Rule: 11209 Attempt to bypass firewall that can`t adequately keep state of FTP traffic.
Example Log Entry
proftpd: 127.0.0.1 (184.108.40.206[220.127.116.11]) - Refused PORT 192,168,1,34,206,55 (address mismatch)
This rule detects when an FTP server reports that it has rejected a connection request from the client that is invalid, or possibly malicious. This generallyt occurs when a buggy client, or a poorly configured or designed firewall at the client side sends the wrong IP address for the FTP data connection, typically an internal IP address that does not match the source. In the example above, the clients IP address is 18.104.22.168, and the client as instructed the FTP server to send data to the IP address 192.168.1.34 (in the example above the application uses commas instead of periods).
This is invalid, as the FTP server is smart enough to recognize that the clients real IP address is 22.214.171.124, and not 192.168.1.34. The actual clients IP may in fact be 192.168.1.34, but the traffic will never reach it as the actual IP address the client is using is 126.96.36.199. This is typically seen, as mentioned above, when the clients firewall or FTP client does not properly manage FTP connections. This is not a problem with your server, it is a problem with the client.
A false positive is not possible with this rule. It merely reports what the FTP server is doing.

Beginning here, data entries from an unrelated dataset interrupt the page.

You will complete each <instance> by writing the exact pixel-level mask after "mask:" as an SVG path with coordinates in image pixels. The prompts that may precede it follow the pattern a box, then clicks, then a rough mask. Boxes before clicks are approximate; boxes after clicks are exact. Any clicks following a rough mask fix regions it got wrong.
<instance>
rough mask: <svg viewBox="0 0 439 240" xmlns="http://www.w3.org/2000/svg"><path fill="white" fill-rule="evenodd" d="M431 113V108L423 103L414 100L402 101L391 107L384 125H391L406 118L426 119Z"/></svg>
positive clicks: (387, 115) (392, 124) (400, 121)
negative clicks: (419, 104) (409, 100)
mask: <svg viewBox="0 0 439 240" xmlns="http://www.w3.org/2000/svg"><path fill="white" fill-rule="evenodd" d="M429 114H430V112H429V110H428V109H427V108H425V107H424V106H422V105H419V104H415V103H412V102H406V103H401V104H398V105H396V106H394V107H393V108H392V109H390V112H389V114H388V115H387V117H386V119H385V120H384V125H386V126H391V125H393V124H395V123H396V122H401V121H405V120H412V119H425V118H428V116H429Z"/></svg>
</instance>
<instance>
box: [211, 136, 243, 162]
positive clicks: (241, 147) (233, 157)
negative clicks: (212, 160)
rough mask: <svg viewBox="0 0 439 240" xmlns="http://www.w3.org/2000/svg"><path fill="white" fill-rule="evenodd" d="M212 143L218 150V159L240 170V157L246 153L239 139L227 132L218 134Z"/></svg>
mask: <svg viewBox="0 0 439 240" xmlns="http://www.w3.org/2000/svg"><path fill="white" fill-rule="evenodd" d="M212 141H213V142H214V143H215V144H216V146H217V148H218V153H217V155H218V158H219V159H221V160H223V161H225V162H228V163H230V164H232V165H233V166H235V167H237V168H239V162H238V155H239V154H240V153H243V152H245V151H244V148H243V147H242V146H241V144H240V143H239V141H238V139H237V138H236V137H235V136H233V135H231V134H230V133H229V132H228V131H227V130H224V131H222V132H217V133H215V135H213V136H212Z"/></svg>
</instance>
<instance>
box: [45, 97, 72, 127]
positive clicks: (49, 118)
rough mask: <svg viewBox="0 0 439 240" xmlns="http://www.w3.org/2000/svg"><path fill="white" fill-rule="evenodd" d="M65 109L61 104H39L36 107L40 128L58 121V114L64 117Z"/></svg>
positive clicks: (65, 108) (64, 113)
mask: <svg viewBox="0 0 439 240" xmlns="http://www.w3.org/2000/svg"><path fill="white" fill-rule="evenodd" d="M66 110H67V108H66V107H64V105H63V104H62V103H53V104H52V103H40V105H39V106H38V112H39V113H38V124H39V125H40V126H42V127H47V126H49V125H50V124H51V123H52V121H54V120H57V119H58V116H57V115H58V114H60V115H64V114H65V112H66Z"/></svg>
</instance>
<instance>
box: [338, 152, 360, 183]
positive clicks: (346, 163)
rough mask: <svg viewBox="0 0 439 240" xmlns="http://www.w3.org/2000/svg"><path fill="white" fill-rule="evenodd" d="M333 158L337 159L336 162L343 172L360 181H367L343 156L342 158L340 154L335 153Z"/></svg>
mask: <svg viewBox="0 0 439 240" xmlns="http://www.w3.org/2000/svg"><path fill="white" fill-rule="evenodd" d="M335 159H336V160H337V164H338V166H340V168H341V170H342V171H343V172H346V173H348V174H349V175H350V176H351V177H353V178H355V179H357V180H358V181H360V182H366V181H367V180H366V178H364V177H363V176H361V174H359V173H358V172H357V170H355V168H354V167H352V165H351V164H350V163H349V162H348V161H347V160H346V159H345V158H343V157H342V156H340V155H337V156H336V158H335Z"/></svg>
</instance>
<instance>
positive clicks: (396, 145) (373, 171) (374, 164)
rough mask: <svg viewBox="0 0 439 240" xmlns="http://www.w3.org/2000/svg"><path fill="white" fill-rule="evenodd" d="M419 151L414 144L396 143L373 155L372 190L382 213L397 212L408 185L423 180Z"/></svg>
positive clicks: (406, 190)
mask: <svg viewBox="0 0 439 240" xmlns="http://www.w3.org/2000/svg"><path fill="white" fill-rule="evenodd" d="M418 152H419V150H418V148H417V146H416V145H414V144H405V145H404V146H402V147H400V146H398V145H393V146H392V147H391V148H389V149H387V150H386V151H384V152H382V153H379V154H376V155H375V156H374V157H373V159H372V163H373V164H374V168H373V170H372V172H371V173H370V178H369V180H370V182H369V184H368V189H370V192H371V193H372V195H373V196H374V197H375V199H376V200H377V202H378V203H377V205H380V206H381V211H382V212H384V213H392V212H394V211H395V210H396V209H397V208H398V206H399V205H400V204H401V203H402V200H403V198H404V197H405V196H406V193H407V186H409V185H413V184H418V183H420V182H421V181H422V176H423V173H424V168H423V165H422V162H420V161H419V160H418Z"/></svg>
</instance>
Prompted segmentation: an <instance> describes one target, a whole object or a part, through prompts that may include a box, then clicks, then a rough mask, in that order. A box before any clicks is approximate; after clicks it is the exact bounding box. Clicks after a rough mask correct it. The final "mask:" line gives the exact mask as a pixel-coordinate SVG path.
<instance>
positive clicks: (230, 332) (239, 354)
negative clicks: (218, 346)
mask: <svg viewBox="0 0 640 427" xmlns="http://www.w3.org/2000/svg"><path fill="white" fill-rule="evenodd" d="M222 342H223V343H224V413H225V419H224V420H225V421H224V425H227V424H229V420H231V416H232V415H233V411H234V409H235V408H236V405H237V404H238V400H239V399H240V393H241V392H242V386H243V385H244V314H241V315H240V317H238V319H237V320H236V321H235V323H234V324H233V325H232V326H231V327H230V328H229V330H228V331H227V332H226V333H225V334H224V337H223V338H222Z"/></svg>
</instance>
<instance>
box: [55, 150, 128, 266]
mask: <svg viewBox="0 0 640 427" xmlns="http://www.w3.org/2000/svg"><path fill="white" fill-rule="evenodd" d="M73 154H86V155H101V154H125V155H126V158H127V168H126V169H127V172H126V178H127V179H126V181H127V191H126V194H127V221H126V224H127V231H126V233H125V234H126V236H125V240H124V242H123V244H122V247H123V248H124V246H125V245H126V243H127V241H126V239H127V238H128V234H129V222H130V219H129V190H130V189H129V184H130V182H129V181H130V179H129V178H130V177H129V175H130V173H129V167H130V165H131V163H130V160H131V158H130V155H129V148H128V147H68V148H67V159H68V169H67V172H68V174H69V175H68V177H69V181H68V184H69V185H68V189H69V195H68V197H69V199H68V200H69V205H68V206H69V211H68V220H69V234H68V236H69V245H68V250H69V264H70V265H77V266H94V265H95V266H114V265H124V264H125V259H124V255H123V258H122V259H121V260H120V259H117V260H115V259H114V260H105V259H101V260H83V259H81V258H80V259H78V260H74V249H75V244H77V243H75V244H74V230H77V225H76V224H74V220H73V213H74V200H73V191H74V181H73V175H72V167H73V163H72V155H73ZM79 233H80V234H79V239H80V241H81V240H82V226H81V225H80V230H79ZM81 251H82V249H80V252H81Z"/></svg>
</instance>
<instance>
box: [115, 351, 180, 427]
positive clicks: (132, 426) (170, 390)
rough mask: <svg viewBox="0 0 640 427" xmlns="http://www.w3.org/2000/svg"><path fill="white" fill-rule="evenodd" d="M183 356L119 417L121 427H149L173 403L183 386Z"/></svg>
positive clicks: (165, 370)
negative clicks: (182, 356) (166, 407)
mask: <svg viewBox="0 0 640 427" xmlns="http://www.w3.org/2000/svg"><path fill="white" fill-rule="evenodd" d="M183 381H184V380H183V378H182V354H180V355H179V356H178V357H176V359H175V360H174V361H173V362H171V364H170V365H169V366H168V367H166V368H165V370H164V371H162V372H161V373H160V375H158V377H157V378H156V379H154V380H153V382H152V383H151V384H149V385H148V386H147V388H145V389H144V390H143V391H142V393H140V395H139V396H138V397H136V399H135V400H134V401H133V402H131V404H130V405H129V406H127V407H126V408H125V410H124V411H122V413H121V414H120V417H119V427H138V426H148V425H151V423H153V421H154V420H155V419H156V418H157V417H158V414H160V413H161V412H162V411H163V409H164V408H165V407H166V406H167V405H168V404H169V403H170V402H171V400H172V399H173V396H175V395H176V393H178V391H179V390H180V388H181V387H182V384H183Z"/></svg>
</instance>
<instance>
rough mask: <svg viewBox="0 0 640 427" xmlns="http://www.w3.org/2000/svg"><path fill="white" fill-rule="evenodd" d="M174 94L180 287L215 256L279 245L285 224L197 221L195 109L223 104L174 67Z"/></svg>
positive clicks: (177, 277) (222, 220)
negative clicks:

FTP is a very complex protocol, and one of the oldest protocols on the Internet. It is not like any other protocol. It uses multiple "channels" to send data to the client. The client can request the server to send data over a specific port and to a specific IP address. When FTP was created, the Internet was not the place it is today. There were no hackers or malicious attackers invisoned, so the protocol itself is very naive. It will allow a client to ask a server to send data to any IP and port on the Internet. This can be used to launch "bounce" attacks, where an attacker can instruct an FTP server to send data to other systems, and in so doing it can be used to bypass firewalls by attacking an FTP server behind a firewall and then using that server to attack other machines behing the firewall. Because of these limitations more modern FTP servers will check these IP addresses against the actual source IP address, and if they do not match it will reject them.
None. Do not disable this rule. The rule is only reporting the behavior of the FTP server, and disabling it will not prevent the FTP server from rejecting the connection. You will simply no longer be alerted that this has occurred, however the FTP server will still reject the connection, this time silently.